Yes, the boot camp graduation ceremony is commercialized and media-vulgar. It
is also dignified, solemn and reverent. This paradox reflected a deep-seated
ambiguity at the heart of America itself. Is the United States merely a
commercial oligarchy? Is “the business of American” merely business, and the
loyalty of its gap-toothed consumers bribed with trinkets? Or is the United
States truly a republic, a res publica or “public thing,” where
citizenship and civic virtue are the truely animating ideals? American students
refused to fight in Vietnam, cynically convinced of the first. Almost
one-in-five adult white males died in the Civil War,
implacably convinced of the second. “A nation with the soul of a church,”

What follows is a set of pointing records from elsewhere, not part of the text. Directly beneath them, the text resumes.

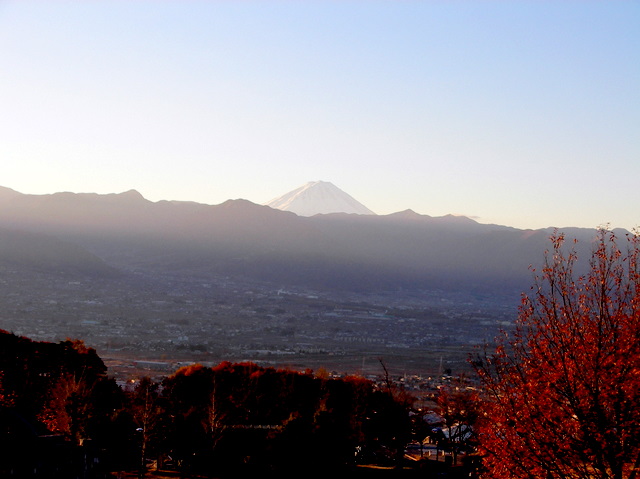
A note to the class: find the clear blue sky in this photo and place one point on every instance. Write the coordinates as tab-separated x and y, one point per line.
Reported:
518	113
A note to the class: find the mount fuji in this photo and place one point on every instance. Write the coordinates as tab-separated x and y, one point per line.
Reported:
319	197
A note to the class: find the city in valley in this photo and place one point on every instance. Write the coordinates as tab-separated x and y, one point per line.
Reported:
152	324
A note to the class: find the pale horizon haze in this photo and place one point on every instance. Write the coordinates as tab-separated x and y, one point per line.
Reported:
524	114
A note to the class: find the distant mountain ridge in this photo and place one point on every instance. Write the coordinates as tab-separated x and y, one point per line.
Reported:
239	238
319	197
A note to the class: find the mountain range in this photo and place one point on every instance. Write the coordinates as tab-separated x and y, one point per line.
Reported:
102	234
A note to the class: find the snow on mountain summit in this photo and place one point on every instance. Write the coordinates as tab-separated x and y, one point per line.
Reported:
319	197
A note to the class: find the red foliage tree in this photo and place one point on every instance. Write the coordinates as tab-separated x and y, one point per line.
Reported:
563	391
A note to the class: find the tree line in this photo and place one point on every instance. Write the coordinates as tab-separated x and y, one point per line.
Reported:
558	397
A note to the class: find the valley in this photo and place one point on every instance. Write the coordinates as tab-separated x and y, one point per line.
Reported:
159	322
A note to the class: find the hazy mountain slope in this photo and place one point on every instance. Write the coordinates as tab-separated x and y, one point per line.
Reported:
344	251
37	252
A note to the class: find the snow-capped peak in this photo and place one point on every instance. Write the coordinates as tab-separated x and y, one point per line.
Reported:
319	197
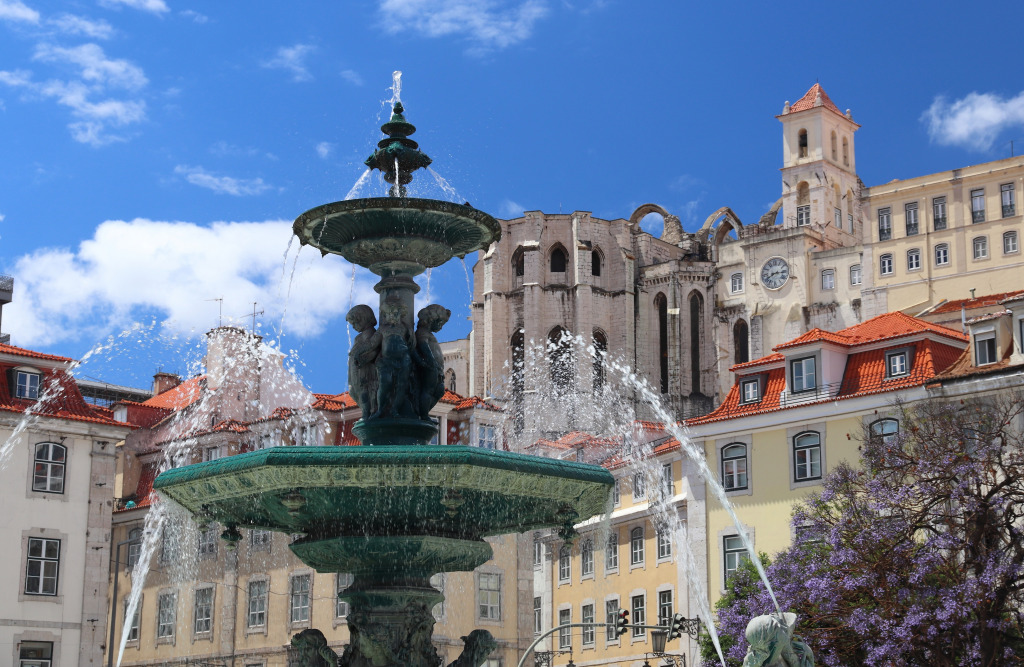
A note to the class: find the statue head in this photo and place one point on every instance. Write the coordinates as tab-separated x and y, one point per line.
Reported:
361	318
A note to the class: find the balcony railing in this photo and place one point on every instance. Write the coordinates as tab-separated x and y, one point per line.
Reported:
820	392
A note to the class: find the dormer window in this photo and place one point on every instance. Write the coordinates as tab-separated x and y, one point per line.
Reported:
750	390
27	385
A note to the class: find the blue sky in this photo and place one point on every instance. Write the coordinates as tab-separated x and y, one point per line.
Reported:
155	152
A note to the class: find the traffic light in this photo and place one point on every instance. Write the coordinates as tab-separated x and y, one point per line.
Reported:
676	628
622	622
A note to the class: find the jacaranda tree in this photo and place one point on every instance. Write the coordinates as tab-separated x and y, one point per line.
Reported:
915	556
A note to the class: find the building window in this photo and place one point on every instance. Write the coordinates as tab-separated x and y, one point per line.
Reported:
636	546
564	633
341	583
587	616
803	374
611	551
587	557
664	544
734	466
977	205
27	385
487	436
49	469
913	259
488	596
885	223
300	598
807	456
910	212
639	618
984	349
166	612
42	567
803	215
257	603
734	552
896	364
980	245
1009	203
939	213
1009	243
203	611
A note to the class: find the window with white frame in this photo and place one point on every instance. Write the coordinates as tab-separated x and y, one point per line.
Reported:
807	456
42	567
910	213
299	598
487	436
611	551
27	385
587	616
984	348
734	466
48	472
639	603
896	364
750	390
885	223
488	595
1009	243
803	374
258	592
636	546
166	614
939	213
341	583
564	633
913	259
980	245
564	564
587	557
203	611
733	552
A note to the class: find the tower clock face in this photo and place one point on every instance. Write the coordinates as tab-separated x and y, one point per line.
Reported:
774	273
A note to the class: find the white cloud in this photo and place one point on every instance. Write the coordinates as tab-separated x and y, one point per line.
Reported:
352	77
486	24
292	58
154	6
72	25
221	184
129	269
975	121
16	10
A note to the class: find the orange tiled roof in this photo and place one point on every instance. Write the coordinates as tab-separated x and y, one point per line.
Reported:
807	101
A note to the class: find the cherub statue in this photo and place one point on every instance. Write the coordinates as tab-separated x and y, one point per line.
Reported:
772	643
361	369
478	644
393	364
430	363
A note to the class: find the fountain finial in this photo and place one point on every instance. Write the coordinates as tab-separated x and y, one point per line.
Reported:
397	156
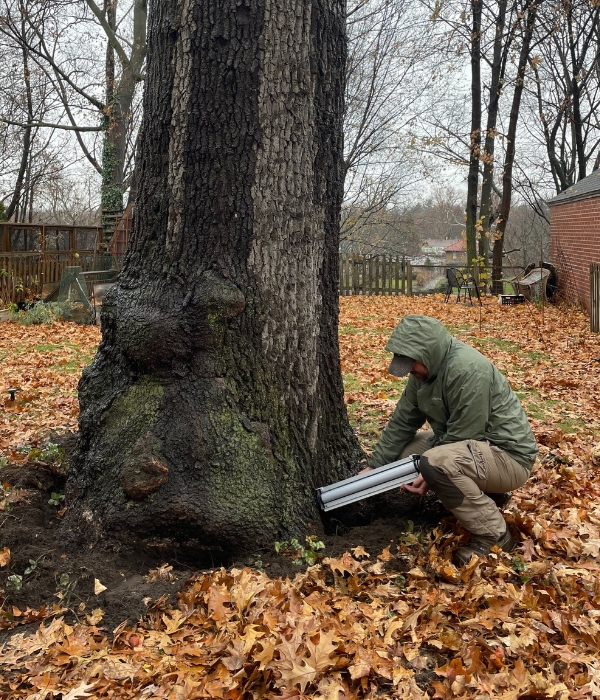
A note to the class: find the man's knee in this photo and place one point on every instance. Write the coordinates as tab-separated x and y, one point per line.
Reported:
448	493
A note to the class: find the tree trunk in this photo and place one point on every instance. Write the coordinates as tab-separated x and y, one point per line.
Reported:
113	147
509	157
13	207
473	177
214	406
501	48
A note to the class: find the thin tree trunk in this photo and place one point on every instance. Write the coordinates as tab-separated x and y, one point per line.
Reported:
473	176
509	157
214	406
13	206
576	97
501	48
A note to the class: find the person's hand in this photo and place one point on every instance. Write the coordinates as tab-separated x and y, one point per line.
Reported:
419	486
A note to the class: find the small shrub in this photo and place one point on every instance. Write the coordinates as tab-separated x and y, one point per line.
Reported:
299	554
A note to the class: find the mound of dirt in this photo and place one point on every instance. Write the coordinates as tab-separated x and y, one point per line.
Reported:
121	577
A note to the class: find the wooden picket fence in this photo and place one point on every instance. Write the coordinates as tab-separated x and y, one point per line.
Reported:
375	275
29	275
595	297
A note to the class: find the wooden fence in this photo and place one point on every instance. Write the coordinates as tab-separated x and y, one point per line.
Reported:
377	274
595	297
31	275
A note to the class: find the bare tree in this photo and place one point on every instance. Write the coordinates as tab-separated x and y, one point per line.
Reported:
93	96
387	74
565	95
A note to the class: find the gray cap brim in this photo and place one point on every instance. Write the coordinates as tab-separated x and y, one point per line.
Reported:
401	365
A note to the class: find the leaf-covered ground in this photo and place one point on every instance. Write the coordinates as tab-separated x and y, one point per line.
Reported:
401	622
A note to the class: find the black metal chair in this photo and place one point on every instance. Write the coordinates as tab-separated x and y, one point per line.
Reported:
452	281
467	284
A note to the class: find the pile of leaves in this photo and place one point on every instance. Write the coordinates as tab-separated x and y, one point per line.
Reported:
44	363
403	622
406	623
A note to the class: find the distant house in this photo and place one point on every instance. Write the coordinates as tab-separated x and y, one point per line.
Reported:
575	236
456	253
436	246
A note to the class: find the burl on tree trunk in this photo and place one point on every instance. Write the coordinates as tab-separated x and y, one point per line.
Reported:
214	406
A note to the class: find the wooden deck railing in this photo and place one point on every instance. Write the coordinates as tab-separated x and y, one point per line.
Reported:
31	275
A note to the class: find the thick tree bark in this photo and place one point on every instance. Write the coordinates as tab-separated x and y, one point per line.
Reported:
214	406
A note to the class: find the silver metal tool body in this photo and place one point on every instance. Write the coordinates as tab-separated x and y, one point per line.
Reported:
379	480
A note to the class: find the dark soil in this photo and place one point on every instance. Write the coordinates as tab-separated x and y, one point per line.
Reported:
31	530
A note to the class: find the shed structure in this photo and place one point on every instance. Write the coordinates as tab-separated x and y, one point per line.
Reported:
575	236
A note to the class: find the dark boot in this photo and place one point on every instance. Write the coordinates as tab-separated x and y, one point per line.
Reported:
481	546
500	499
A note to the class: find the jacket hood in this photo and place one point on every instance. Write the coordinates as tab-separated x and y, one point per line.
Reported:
422	338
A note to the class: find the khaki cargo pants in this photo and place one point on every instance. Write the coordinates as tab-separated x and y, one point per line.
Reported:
462	473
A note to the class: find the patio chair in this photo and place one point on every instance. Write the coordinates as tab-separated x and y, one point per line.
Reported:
452	281
467	284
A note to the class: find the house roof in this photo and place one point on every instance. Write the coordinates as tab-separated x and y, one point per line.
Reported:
588	187
439	242
457	245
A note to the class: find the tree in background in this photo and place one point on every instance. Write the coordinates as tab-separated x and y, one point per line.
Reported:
215	406
387	77
563	102
62	40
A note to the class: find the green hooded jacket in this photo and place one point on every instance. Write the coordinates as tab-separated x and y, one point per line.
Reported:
464	398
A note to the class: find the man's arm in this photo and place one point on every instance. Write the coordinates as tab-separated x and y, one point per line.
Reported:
406	419
468	392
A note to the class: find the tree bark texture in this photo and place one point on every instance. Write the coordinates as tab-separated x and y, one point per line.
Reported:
214	406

Chesterton called the Americans. In the midst of the current economic mischief,
it is worth pondering that they still enjoy the world’s second-oldest living
constitution--the only older regime being the Papacy. Semper Fi.

Before we left the San Diego recruit depot, Tom had to buy new pants; we had
brought him his favourite jeans, but Marines don’t dress like that, and neither
anymore does he. Later in Claremont, while we sit nostalgically in an outdoor
restaurant, a breeze blows some scrap paper onto the ground, and this once
indolent teenager notices, stoops and picks it up. The next day, he flies home
with us for ten days leave, and during his leave, he never utters one word of
complaint about anything. What wonders are wrought by three months of
discipline, fear and exhaustion--nurture we could never provide at home.

Joe Woodard is a writer and teacher in Calgary, Canada.